Steno (or non–Latinized Stensen) attended the University of Copenhagen
from 1656 to 1660. He then went on to Amsterdam, but received an M.D.
in absentia from the University of Leiden in 1664. Steno became professor
of anatomy at the University of Padua in Italy. He was also appointed
house physician to Grand Duke Ferdinand II of Tuscany. During this decade,
the greater part of Steno’s available time was taken up by his studies
of human anatomy, geology and catholism. This is also the period when
his greatest contributions to science were written. In 1672, he returned
for a time to Denmark, but came back to Italy in 1674. Ordained a priest
in the Roman Catholic Church in 1675, Steno devoted the remainder of his
life to the church in a progression of appointments. Steno ended his life
as a bishop in Numster, Germany.
His most important
mineralogy book is ‘De Solido Intra Soldvm Natvraliter Contento,
Dissertationis Prodromvs’ (The Prodromous To A Dissertation Concerning
Solids Naturally Con–
tained within Solids. Laying a Foundation for the Ren dering a Rational
Accompt both of
the Frame and the several Changes of the Masse of the Earth, as also of
the various Productions
in the same)

This book is the most important contribution to mineralogy and geology
made during the seventeenth century.
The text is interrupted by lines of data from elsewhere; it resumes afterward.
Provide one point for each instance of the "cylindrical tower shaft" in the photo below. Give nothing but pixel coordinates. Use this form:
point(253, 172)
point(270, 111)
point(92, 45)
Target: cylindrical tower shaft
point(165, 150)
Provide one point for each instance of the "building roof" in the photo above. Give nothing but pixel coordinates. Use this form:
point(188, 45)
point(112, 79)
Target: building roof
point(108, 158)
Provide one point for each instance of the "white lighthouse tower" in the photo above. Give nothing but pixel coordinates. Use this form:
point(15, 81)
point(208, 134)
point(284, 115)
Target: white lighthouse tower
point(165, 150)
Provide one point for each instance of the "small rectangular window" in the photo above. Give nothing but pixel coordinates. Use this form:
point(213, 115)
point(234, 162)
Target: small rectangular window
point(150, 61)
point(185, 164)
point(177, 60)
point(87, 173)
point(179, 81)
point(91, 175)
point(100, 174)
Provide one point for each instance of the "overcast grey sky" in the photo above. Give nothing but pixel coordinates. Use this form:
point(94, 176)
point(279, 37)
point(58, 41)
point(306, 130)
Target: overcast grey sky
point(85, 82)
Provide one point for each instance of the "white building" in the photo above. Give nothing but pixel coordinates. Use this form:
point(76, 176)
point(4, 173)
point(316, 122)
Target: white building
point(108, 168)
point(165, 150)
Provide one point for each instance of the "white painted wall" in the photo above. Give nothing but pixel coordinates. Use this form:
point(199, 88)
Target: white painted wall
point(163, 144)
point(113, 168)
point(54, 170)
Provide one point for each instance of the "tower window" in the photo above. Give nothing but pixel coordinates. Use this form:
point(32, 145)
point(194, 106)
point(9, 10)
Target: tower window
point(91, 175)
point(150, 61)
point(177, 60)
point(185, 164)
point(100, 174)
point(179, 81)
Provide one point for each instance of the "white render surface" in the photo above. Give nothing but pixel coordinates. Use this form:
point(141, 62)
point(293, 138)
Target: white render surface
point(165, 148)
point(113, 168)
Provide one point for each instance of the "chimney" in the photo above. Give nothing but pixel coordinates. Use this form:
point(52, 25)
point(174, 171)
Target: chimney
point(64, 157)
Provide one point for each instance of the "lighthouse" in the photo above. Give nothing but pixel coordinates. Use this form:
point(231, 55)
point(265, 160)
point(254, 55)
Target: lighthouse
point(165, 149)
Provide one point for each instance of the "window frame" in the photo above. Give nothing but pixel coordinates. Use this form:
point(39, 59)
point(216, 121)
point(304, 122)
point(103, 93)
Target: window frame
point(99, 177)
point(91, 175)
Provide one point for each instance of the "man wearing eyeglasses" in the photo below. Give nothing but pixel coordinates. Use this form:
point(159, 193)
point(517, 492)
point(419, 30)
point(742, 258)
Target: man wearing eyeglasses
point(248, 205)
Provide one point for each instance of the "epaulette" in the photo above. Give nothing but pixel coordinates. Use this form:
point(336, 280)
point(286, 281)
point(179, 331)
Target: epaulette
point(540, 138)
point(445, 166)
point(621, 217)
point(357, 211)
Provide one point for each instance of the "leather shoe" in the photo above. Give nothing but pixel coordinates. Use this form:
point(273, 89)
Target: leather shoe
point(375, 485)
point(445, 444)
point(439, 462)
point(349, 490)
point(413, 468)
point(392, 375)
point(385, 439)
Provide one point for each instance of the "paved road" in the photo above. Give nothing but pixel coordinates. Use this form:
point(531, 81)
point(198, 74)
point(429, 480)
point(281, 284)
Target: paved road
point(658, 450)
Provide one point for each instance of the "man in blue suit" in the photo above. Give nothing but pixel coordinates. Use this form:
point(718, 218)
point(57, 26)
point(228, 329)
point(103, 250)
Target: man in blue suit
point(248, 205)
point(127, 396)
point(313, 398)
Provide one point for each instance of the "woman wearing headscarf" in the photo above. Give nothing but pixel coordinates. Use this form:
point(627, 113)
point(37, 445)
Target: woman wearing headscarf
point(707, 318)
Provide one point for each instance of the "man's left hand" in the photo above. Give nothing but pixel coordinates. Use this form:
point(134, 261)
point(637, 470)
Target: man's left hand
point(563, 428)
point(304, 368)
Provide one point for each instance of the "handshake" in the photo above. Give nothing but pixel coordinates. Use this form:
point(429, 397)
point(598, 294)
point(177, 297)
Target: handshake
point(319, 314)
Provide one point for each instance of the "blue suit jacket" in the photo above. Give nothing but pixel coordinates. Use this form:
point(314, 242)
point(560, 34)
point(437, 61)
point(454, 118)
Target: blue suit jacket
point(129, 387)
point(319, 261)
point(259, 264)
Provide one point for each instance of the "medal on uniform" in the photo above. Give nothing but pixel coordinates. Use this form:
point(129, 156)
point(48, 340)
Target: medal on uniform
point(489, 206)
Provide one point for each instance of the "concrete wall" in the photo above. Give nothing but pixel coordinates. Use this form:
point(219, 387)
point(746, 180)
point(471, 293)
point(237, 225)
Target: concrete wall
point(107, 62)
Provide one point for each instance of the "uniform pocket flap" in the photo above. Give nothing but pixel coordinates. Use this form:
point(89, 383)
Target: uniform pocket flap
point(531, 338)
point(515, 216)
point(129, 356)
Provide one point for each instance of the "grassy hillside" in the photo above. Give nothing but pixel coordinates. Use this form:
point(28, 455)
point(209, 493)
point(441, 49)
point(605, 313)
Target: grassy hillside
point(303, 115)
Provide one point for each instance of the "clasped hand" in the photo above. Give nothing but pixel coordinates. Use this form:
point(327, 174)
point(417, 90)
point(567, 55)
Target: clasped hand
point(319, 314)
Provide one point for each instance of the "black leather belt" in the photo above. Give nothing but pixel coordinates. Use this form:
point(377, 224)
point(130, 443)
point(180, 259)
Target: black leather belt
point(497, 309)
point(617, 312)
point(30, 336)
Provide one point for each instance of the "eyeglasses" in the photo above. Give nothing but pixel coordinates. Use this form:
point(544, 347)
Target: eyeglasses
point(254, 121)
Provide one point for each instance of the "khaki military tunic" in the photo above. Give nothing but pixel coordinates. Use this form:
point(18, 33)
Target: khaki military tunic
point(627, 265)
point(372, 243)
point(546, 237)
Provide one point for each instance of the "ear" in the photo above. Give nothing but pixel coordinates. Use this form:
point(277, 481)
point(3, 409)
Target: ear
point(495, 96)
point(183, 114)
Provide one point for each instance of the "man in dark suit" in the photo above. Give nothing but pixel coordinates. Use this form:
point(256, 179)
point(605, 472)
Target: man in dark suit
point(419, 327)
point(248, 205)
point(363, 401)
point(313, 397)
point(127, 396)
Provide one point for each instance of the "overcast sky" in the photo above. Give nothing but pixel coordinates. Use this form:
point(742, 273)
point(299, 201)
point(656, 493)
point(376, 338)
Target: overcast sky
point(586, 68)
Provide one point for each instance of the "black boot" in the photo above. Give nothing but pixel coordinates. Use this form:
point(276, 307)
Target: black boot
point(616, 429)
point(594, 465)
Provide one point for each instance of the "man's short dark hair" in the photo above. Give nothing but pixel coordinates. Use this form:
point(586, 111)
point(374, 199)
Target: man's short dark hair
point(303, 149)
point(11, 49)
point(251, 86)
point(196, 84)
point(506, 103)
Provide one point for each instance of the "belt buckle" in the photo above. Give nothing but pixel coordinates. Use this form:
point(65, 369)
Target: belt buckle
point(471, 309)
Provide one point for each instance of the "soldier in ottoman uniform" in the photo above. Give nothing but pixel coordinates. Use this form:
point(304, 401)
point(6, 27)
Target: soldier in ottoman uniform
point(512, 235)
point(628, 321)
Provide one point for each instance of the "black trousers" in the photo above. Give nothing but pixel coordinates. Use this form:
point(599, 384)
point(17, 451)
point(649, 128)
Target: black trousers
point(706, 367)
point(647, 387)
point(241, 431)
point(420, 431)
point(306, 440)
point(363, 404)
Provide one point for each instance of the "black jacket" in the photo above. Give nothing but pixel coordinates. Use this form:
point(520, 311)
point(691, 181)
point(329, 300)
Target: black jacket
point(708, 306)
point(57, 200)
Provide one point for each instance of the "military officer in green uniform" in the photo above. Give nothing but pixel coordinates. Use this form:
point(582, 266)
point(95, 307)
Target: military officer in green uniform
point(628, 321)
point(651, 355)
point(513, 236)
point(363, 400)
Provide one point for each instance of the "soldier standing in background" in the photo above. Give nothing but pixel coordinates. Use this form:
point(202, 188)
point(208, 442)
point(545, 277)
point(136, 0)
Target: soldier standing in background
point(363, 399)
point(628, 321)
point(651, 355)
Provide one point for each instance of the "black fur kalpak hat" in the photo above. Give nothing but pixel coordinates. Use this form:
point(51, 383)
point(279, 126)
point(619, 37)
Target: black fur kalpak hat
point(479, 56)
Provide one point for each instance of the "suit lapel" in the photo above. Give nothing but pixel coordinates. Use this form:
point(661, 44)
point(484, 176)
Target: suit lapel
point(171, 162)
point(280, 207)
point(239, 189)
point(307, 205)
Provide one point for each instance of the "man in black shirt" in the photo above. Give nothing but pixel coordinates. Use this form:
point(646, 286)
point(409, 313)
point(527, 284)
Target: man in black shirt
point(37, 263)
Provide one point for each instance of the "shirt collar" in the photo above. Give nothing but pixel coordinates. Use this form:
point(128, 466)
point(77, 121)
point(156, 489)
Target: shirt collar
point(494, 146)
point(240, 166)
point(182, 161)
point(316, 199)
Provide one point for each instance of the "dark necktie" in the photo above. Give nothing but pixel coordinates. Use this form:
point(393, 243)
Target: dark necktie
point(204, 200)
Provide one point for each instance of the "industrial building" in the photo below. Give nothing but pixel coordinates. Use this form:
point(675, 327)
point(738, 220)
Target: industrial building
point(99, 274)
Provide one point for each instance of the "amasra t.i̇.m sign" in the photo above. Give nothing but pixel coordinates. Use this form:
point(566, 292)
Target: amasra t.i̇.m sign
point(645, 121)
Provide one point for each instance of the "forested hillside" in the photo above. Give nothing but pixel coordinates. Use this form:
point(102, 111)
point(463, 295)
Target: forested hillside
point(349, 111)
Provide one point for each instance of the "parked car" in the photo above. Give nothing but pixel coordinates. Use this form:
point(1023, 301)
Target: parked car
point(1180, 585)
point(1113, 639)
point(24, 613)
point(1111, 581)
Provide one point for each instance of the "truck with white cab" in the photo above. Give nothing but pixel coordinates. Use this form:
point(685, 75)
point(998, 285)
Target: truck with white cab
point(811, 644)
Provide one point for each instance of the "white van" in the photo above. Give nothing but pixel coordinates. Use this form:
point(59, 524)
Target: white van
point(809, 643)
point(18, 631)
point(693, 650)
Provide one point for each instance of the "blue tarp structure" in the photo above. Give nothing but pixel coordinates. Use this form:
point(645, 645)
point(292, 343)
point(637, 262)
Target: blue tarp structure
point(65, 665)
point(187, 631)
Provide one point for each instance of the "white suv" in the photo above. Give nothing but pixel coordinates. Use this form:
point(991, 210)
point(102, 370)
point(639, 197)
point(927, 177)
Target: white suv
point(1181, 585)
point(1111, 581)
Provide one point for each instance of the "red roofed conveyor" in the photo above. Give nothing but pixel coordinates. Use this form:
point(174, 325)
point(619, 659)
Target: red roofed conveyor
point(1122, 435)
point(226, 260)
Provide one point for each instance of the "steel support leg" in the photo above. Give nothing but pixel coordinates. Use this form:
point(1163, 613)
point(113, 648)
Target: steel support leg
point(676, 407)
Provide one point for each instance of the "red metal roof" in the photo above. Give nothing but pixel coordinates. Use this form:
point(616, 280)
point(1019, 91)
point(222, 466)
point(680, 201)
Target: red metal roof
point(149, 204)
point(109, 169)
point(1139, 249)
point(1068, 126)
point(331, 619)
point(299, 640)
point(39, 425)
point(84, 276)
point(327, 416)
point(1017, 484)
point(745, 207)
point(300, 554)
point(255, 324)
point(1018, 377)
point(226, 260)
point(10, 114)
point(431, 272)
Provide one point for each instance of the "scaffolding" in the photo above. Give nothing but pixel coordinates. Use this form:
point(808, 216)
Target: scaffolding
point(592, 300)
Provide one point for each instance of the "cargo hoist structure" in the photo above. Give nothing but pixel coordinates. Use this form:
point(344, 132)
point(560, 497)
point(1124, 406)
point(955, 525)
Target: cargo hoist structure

Within this volume, intended as an
introduction to a much larger never published work, Steno while studying
quartz observes for the first time the fundamental crystallographic law
of constancy of interfacial angles, which was confirmed and generalized
over
a century later with the invention in 1783 of the contact goniometer by
Arnould Carangeot Steno was also the first to recognize the principle
of superposition that states sedimentary rocks were originally laid down
horizontally, while non–horizontally results from strata being deformed
by later forces. As an integral concept within this principle, the author
realized that the oldest strata were the first to be formed and that overlying
stratum must have been deposited at later times. If this were not enough
“firsts” for one book, the Prodromus was also important in
the history of paleontology, as it was among the earliest publications
to attribute fossils to be the petrified remnants of animals and plants.
The plate were the observations on crystals are pictured, was originally
created as a large double
plate, half engraved and half printed. However, due to its large size
it is common to find it bound into the book as two plates.